Use of fair dividend rate method for a type of attributing interest in a foreign investment fund (GMO Systematic Global Macro Trust)

FDR 2015/03 covers the use of fair dividend rate method for a type of attributing interest in a FIF (GMO Systematic Global Macro Trust).

Reference

This determination is made under section 91AAO(1)(a) of the Tax Administration Act 1994. This power has been delegated by the Commissioner of Inland Revenue to the position of Investigations Manager, Investigations and Advice, under section 7 of the Tax Administration Act 1994.

Discussion (which does not form part of the determination)

Class A and B units in the GMO Systematic Global Macro Trust ("GMO Trust"), to which this determination applies, are attributing interests in a foreign investment fund ("FIF") for New Zealand resident investors.

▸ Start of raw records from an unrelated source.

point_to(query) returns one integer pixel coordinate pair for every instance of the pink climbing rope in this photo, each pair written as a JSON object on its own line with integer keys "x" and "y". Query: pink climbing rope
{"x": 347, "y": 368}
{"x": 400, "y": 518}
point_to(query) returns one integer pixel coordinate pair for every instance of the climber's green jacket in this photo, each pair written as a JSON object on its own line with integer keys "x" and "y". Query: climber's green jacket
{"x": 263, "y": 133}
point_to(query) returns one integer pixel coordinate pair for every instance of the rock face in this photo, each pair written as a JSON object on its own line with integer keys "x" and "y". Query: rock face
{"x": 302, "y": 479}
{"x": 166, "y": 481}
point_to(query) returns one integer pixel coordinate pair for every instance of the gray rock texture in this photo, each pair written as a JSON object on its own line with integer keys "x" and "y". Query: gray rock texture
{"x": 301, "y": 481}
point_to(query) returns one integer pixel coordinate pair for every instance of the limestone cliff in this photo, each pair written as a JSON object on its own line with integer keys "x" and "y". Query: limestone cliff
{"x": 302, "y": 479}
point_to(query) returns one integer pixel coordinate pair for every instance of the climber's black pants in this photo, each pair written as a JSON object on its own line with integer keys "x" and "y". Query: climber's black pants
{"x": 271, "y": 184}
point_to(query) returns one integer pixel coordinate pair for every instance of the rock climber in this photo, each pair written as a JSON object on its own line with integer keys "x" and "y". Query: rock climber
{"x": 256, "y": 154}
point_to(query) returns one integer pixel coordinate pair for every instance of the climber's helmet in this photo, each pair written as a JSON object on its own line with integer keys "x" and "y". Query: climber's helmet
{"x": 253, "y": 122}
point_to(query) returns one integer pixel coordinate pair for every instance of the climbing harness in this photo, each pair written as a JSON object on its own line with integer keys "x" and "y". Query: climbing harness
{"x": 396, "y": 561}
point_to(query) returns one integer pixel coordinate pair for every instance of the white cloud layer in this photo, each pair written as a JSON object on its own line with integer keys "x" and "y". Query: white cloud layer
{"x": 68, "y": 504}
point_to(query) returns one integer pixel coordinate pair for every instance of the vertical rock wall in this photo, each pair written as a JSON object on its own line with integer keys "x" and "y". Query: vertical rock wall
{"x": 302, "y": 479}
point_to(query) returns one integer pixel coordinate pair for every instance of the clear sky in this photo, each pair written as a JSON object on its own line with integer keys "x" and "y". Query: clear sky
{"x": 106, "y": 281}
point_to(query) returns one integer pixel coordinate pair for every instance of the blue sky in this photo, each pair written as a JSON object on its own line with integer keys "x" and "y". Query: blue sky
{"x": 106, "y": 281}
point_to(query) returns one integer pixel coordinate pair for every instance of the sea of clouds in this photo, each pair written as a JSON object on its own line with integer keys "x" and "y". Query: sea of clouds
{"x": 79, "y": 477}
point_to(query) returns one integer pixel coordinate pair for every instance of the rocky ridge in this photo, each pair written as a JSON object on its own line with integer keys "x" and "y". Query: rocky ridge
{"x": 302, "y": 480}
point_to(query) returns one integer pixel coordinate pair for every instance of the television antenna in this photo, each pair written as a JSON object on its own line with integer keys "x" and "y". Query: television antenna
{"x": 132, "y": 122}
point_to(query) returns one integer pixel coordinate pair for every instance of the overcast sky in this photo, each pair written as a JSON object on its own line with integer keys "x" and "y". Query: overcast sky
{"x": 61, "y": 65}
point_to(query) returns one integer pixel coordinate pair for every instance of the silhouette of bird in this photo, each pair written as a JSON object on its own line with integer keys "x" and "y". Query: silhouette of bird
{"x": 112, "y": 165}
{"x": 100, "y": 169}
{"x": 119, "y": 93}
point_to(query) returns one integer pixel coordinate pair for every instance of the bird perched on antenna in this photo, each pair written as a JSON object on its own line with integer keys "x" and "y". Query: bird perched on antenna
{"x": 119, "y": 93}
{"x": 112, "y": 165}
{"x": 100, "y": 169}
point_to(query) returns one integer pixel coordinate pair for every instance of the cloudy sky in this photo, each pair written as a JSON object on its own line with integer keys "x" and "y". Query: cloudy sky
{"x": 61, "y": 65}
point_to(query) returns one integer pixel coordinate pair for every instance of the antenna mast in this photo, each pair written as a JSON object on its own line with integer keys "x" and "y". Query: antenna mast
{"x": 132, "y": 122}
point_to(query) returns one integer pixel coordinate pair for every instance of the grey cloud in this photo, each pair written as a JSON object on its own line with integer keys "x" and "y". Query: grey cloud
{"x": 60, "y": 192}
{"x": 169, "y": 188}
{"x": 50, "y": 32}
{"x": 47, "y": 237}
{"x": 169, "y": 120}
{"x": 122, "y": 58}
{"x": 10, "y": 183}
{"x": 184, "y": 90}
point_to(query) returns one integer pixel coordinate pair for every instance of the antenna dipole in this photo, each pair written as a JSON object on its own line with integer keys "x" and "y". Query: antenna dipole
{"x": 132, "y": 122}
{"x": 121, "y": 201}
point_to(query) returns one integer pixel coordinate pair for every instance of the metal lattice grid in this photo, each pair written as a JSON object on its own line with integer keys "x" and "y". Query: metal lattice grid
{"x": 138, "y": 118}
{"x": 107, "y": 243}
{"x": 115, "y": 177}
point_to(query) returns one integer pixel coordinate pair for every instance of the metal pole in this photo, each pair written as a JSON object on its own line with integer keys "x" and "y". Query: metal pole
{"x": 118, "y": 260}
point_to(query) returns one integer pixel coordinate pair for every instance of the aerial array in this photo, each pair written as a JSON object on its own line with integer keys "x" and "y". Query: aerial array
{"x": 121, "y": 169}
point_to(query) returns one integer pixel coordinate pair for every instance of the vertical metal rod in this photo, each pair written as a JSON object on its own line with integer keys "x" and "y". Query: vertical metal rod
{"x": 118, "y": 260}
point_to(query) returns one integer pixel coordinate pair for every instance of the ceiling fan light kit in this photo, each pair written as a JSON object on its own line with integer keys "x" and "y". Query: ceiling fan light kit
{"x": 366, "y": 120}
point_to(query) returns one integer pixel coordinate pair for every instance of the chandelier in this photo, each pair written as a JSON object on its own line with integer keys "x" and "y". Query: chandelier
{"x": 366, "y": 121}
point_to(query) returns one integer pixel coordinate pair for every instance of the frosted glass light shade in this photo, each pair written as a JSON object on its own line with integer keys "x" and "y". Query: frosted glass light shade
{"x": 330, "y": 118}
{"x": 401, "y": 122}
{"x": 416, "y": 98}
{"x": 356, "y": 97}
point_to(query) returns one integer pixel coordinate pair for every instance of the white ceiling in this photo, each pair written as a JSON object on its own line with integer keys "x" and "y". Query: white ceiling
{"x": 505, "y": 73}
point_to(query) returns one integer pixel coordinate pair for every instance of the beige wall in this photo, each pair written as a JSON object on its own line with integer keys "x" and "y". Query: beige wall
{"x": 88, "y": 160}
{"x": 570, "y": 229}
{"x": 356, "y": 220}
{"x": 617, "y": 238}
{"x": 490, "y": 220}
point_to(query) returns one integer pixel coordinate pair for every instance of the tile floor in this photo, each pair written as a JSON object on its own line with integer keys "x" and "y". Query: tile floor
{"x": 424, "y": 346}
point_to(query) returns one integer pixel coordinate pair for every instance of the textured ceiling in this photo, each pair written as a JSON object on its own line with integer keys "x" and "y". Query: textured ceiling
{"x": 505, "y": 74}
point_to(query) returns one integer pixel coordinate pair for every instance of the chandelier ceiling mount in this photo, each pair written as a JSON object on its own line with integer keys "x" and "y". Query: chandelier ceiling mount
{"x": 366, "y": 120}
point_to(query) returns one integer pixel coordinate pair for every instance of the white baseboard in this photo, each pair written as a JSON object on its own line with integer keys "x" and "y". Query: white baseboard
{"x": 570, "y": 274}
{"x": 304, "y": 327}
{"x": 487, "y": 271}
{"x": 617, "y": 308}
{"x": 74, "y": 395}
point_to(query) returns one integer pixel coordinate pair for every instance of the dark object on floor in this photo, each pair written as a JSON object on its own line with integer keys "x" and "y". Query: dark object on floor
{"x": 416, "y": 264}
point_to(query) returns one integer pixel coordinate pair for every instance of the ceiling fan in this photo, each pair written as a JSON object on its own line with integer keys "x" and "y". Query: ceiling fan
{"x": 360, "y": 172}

The investments held by the GMO Trust are predominantly financial arrangements. In addition, some resident investors may hedge their attributing interests in the GMO Trust back to New Zealand dollars. Therefore, section EX 46(10)(cb) of the Income Tax Act 2007 could apply to prevent the investors from using the fair dividend rate method in the absence of a determination under section 91AAO of the Tax Administration Act 1994.

Despite the GMO Trust having assets predominantly comprising financial arrangements and the presence of the hedging arrangements, the overall arrangement contains sufficient risk so that it is not akin to a New Zealand dollar-denominated debt instrument. Accordingly, I consider it is appropriate for resident investors to use the fair dividend rate method to calculate FIF income from its attributing interest in the GMO Trust.

Scope of determination

This determination applies to both Class A and Class B units held by New Zealand resident investors in the GMO Trust.

The GMO Trust:

  • is an Australian registered managed investment scheme;
  • issues units, denominated in AUD;
  • invests in a range of global equity, bond, currency and commodity markets with its normal investment strategy being to trade exchange traded futures, forward foreign exchange contracts, swaps, options and other derivatives using a high degree of leverage; and
  • may also hold exchange traded funds and other funds.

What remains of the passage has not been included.